Wednesday, September 19, 2012

viff | apparition

Seems likely not to be Soul Food ("Sandoval is less interested in questions of faith than in the issue of good governance" - ooh, a civics lesson!), but one never knows...

(Philippines, 2012, 87 mins, Betacam SP)

Oct 09 05:00 pm Vancity Theatre
Oct 11 06:45 pm Pacific Cinematheque

A startling left-turn after Senorita (VIFF 11), Vincent Sandoval’s new film is about nuns in a cloister convent, like Powell and Pressburger’s Black Narcissus and Jacques Rivette’s La religieuse.
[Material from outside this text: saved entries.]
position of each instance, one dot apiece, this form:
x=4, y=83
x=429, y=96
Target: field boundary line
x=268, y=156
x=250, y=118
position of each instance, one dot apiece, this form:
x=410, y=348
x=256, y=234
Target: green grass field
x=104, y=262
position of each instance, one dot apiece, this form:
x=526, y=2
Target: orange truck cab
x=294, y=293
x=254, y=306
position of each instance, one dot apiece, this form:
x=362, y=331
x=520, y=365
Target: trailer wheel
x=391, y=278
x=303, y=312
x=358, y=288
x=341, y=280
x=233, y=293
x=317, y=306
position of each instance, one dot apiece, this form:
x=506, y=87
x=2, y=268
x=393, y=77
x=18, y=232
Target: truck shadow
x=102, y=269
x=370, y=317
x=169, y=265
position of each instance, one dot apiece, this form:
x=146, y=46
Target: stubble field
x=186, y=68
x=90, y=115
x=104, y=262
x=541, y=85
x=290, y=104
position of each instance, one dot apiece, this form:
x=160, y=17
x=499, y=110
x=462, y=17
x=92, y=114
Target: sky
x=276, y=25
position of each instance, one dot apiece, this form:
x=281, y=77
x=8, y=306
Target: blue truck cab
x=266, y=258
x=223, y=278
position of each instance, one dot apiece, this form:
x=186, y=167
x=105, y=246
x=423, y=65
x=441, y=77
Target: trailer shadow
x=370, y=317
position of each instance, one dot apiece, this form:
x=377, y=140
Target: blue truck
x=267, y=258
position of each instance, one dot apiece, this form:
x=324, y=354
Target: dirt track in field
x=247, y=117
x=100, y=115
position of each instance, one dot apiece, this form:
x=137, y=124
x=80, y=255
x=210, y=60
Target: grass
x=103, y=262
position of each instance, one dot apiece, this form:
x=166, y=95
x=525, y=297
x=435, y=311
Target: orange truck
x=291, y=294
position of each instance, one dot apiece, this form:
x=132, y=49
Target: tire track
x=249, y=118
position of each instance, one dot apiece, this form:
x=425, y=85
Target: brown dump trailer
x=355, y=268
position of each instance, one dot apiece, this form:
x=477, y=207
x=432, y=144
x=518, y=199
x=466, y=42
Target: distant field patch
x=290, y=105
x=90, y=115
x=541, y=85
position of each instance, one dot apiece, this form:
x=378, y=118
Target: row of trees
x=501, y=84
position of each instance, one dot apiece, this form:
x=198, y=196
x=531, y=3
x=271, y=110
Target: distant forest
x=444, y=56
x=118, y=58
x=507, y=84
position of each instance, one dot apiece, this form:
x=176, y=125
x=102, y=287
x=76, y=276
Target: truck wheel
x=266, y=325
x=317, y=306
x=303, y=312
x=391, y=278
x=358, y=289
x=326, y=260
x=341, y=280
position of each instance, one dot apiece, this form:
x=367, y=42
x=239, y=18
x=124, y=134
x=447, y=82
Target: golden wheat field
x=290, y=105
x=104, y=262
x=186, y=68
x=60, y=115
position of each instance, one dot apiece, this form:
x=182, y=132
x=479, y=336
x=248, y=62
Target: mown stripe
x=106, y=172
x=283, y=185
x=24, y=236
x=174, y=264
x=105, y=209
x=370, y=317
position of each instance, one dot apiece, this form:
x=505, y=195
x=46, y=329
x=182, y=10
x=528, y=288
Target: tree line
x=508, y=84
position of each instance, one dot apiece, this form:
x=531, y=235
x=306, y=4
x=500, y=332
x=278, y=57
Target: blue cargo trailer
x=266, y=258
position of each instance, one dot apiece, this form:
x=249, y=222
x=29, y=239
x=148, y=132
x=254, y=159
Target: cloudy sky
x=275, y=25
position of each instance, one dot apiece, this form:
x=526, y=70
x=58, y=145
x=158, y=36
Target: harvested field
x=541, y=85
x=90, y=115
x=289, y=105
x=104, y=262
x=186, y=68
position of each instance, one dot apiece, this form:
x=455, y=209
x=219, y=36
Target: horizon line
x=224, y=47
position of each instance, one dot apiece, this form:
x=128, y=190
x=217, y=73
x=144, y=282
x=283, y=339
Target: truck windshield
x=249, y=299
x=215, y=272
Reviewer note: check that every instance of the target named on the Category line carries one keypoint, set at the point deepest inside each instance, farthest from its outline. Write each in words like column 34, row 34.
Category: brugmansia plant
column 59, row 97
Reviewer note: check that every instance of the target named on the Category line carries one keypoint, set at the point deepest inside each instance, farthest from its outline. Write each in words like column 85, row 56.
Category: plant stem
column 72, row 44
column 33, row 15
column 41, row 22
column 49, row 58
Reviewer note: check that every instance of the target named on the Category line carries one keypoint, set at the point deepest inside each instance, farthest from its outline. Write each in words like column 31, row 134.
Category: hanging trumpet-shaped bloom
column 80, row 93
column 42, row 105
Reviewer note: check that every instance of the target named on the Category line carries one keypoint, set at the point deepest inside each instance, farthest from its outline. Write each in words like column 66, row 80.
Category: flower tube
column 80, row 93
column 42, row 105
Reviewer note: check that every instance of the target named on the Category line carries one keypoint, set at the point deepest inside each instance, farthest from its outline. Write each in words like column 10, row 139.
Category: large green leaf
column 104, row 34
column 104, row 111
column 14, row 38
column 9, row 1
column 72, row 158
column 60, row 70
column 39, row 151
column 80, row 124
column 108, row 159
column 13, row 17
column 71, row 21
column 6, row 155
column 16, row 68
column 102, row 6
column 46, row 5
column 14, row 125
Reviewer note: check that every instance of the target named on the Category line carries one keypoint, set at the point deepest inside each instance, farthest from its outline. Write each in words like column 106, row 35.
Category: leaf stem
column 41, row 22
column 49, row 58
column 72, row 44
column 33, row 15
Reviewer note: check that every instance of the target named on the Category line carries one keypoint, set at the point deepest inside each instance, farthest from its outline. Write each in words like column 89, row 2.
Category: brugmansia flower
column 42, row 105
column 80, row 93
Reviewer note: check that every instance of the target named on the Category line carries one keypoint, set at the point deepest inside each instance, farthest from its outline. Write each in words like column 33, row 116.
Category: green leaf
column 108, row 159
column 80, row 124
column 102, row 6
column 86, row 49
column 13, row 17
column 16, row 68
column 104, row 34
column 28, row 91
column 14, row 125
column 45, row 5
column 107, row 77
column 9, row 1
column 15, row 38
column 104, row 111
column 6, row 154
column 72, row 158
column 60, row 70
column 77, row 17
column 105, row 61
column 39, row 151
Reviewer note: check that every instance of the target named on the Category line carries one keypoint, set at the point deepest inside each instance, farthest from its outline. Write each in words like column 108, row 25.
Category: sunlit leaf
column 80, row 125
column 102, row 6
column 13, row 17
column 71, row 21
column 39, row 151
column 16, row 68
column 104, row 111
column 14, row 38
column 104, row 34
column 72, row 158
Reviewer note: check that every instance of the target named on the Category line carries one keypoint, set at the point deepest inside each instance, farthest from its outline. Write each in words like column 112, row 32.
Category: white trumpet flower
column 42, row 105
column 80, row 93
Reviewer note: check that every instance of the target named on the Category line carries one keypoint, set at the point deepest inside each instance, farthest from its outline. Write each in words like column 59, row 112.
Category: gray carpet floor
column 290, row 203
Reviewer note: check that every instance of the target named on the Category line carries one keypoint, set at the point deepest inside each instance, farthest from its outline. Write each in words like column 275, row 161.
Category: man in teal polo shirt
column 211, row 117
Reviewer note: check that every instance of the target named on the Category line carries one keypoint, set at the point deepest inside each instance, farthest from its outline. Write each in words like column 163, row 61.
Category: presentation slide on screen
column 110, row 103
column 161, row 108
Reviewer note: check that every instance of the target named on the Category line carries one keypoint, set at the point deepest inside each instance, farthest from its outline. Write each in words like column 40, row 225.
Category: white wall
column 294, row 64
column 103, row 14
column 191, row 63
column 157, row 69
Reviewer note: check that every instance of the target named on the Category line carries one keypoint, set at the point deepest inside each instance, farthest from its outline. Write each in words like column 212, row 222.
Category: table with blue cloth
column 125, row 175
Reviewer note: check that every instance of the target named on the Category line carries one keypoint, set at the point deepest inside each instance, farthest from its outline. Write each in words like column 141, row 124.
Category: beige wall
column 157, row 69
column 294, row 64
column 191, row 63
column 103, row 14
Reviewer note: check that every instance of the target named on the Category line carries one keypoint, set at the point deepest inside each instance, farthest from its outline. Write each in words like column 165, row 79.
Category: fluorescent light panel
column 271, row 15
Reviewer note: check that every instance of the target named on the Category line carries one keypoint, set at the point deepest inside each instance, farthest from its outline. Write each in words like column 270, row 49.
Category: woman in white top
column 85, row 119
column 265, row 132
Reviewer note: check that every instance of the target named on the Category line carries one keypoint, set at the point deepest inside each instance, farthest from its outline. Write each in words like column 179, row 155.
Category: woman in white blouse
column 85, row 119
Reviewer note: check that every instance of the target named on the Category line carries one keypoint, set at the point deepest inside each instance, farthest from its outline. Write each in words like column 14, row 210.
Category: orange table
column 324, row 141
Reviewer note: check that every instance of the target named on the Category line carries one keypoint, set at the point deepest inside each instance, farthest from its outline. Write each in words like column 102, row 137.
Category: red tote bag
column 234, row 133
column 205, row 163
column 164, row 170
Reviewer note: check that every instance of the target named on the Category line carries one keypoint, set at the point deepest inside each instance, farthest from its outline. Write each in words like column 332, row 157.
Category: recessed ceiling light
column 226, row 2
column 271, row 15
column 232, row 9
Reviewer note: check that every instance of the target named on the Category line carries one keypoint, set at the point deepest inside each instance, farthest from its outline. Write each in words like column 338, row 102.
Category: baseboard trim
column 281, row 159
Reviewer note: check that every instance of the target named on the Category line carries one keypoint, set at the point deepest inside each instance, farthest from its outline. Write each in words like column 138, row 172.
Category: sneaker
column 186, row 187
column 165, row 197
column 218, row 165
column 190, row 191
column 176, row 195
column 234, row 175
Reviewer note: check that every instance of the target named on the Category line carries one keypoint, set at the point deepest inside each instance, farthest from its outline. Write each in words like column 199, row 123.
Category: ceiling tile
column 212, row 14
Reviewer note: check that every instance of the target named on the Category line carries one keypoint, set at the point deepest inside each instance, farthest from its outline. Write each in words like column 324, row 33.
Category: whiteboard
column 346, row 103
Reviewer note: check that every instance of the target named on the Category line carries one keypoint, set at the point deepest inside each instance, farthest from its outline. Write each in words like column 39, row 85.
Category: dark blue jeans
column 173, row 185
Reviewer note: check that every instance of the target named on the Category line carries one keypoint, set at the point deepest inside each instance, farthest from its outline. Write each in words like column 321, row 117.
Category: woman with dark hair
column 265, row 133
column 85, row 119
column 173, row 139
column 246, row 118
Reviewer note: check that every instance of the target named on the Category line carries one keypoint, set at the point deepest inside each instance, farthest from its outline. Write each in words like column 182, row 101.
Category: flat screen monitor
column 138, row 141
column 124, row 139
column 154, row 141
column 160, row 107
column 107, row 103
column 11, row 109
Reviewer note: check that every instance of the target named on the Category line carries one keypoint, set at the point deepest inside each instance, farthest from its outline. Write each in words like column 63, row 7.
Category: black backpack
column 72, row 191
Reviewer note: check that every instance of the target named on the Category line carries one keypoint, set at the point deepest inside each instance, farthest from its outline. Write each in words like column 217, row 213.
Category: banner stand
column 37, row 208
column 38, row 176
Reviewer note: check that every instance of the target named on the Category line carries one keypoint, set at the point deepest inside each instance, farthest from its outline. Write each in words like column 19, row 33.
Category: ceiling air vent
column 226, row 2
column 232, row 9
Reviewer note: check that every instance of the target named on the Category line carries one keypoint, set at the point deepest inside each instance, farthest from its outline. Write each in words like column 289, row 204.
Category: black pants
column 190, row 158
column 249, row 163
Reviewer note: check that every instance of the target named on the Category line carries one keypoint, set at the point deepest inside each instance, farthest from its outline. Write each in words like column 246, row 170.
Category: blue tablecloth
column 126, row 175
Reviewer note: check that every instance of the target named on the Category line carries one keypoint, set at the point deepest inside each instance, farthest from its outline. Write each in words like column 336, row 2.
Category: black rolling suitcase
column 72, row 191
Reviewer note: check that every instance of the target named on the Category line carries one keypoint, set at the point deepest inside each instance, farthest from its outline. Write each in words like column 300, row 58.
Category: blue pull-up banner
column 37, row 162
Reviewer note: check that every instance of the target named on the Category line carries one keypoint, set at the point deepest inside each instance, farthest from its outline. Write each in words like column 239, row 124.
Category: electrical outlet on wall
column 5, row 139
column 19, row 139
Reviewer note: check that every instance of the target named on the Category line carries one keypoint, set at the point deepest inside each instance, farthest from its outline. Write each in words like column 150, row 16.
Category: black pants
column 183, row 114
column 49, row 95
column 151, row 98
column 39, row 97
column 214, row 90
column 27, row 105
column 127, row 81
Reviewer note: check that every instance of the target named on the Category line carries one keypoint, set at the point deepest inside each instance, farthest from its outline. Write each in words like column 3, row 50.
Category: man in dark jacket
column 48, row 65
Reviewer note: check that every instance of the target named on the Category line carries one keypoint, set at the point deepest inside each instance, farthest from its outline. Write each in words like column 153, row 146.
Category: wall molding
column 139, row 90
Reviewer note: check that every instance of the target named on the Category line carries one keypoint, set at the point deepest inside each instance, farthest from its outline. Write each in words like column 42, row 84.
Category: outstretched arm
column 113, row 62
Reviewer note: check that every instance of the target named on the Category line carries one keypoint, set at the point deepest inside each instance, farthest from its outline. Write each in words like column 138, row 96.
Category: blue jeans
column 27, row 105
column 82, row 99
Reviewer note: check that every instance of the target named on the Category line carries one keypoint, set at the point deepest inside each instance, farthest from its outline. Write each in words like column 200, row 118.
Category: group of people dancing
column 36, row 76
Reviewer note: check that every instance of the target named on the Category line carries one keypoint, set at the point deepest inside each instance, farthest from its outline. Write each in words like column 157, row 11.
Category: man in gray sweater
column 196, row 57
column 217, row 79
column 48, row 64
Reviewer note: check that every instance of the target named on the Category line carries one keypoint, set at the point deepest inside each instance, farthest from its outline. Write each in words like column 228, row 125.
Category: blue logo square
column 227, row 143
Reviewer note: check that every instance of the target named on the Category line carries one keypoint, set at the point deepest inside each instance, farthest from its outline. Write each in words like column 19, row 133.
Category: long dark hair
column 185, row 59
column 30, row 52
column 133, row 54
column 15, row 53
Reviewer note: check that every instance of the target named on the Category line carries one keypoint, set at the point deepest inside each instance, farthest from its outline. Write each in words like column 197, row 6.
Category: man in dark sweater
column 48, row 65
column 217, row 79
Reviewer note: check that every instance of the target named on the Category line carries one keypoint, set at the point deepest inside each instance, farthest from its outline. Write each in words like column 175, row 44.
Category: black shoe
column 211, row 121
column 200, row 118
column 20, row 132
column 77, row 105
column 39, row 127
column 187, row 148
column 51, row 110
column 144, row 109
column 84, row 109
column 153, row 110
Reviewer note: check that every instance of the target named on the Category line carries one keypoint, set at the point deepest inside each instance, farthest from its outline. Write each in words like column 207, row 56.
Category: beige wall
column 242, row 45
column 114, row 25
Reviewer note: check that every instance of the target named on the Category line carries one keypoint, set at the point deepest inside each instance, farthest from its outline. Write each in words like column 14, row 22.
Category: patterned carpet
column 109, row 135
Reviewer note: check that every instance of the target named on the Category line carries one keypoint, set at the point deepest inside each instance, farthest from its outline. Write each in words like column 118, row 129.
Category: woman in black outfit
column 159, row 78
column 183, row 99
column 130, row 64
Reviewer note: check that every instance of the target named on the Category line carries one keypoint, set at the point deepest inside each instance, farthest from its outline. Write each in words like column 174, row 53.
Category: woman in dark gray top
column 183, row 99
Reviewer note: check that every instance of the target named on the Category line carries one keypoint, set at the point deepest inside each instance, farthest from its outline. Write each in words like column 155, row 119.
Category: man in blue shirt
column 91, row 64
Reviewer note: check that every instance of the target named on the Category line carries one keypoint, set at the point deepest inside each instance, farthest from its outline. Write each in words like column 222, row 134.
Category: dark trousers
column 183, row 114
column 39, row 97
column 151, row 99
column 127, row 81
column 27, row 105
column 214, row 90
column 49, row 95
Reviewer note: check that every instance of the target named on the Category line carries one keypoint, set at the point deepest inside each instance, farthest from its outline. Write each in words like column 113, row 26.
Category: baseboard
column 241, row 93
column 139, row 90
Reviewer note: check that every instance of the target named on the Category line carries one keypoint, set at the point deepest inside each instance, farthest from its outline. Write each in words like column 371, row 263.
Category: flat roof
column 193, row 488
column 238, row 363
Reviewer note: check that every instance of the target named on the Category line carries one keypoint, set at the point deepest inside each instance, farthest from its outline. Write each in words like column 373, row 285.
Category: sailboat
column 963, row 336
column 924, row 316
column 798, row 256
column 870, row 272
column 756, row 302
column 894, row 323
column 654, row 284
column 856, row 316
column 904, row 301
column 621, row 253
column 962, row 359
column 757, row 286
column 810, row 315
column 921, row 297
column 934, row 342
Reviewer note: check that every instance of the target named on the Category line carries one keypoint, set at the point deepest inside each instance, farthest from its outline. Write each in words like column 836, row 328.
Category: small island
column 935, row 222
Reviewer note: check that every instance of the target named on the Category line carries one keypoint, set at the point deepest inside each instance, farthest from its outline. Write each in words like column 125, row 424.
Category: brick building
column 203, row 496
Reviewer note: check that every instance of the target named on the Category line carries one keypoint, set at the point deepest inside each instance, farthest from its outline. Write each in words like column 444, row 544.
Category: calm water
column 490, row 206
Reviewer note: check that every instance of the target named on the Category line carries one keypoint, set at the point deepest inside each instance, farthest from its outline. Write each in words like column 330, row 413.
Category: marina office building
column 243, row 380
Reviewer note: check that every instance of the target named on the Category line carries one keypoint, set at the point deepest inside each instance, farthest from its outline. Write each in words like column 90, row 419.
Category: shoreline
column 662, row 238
It opens with a quote from Gramsci: “The old is dying and the new cannot be born. In this interregnum a great variety of morbid symptoms appears.” We’re in 1971, and the largest morbid symptom around is Ferdinand Marcos’s play for greater political power, which occurs off-screen. But little of the outside world impinges on Adoration, a convent set in secluded woods outside Manila, which sees itself as a physical and spiritual sanctuary. We explore this closed world, riven by manias and secrets, through the eyes of Sister Lourdes, a newly arrived novice. She has hardly settled in before she learns that her activist brother is missing, presumed arrested... She finds ways to venture out to Manila, where a terrible fate awaits her.

Apparition obviously reflects the fact that the Philippines is a predominantly Catholic nation, thanks to its years as a Spanish colony, but Sandoval is less interested in questions of faith than in the issue of good governance. Adoration’s Mother Superior, Ruth, knows much more about what’s going on in the outside world than she lets on. Is she a kind of Marcos, imposing her own kind of martial law?